Responding to the Telegraph story, LFI director Jennifer Gerber said: “Hamas is a virulently antisemitic group which seeks Israel’s destruction and is responsible for multiple terrorist attacks. Jeremy Corbyn was not on a peace mission, he was attending a conference which gave a platform to individuals who have the blood of hundreds of Israelis on their hands. He should apologise to the families of Hamas’ victims immediately.”
The Labour leader was also reported by Israel’s i24 News to have visited the Jerusalem and the West Bank in November 2010 with an Islamist lobby group to meet senior Hamas officials.
Corbyn has been referred to Kathryn Stone, the parliamentary commissioner for standards, over claims he failed to declare in the House of Commons register that the trip had been funded by Middle East Monitor and Friends of Al-aqsa.
At the time MPs were required to declare trips paid for by others above the value of £660. The Labour MP Andrew Slaughter declared the same trip, listing its cost as £927. A Labour spokesperson said the party believed Corbyn’s visit was under the £660 limit and was working to establish the full details.

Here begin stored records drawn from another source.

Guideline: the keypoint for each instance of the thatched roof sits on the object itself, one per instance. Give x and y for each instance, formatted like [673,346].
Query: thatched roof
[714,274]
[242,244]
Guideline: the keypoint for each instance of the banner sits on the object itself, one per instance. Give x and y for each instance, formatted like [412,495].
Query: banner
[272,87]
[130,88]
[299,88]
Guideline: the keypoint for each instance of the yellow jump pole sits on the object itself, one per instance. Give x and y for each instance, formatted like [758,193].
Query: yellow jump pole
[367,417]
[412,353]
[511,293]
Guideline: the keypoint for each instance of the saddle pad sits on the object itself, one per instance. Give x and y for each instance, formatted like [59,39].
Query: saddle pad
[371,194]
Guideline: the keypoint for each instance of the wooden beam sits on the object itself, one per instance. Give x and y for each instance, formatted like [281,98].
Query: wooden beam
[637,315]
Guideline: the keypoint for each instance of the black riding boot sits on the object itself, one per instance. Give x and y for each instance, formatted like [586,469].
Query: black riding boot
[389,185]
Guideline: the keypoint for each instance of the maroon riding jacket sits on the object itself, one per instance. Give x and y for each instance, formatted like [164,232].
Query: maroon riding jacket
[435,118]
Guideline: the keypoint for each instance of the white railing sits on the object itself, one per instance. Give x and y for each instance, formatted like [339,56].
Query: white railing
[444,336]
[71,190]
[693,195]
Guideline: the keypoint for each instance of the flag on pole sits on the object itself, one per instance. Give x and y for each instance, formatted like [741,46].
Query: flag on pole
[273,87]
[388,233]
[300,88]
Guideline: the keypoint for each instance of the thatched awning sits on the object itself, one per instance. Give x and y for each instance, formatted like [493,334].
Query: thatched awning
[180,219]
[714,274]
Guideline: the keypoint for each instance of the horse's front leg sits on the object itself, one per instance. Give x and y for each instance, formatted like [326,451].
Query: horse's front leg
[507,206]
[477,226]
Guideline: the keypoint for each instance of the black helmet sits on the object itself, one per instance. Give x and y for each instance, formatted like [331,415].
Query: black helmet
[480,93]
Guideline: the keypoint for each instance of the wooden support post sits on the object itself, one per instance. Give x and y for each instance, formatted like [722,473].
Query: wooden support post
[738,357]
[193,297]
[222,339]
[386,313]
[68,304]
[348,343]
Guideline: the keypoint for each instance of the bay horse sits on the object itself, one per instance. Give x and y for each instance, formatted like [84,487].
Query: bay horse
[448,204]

LFI chair Joan Ryan called for Corbyn to apologise for his meetings with Hamas. She told i24 News: “It is appalling that Jeremy Corbyn chose to meet with representatives of an antisemitic terror group which seeks the destruction of Israel. Hamas is responsible for some of the most heinous terrorist crimes over recent years, including the murder of teenage girls outside a disco, and families in pizza restaurants and cafes. He should apologise immediately to the bereaved families of those butchered by these terrorists.”
Yesterday, the Daily Mail reported that Corbyn met high-profile supporters of Hamas at a meeting in parliament six months before he became Labour leader. Attendees included Azzam Tamimi, an academic who has praised Palestinian “martyrdom”.
This week also saw controversy over a 2010 Morning Star article written by Corbyn in which he wrote that he enjoyed “a takeaway dinner” with Mashal in the parliament building in Gaza during the course of “a long meeting”.
Questioned by journalists this week, Corbyn said: “I don’t remember any takeaway dinners. I have met many people from many aspects of the Palestinian cause as a way of bringing about dialogue, as a way of bringing about peace.”
Writing in this week’s Jewish Chronicle, Ms Ryan questions the Labour leader’s claim that his only interest is in peace and that he will talk to anyone who wishes to bring that about.
“I am afraid this assertion is undermined by his repeated failure to engage with Israelis,” she suggests.
“Since becoming Labour leader he has repeatedly refused to accept invitations to travel to Israel, even to visit Yad Vashem.
“Over many years, he has instead met repeatedly with those who seek Israel’s destruction and who have the blood of hundreds of its citizens on their hands. He has lent them the respectability of meeting a member of the British parliament. They have given nothing in return. This is not at all how peace is achieved.
“His behaviour – together with his incomprehensible unwillingness to, for instance, apologise to the widows of those whose husbands were murdered at Munich for his actions – has thus done nothing to lead Israelis to believe that, as Prime Minister, he could play a part in any future peace process.”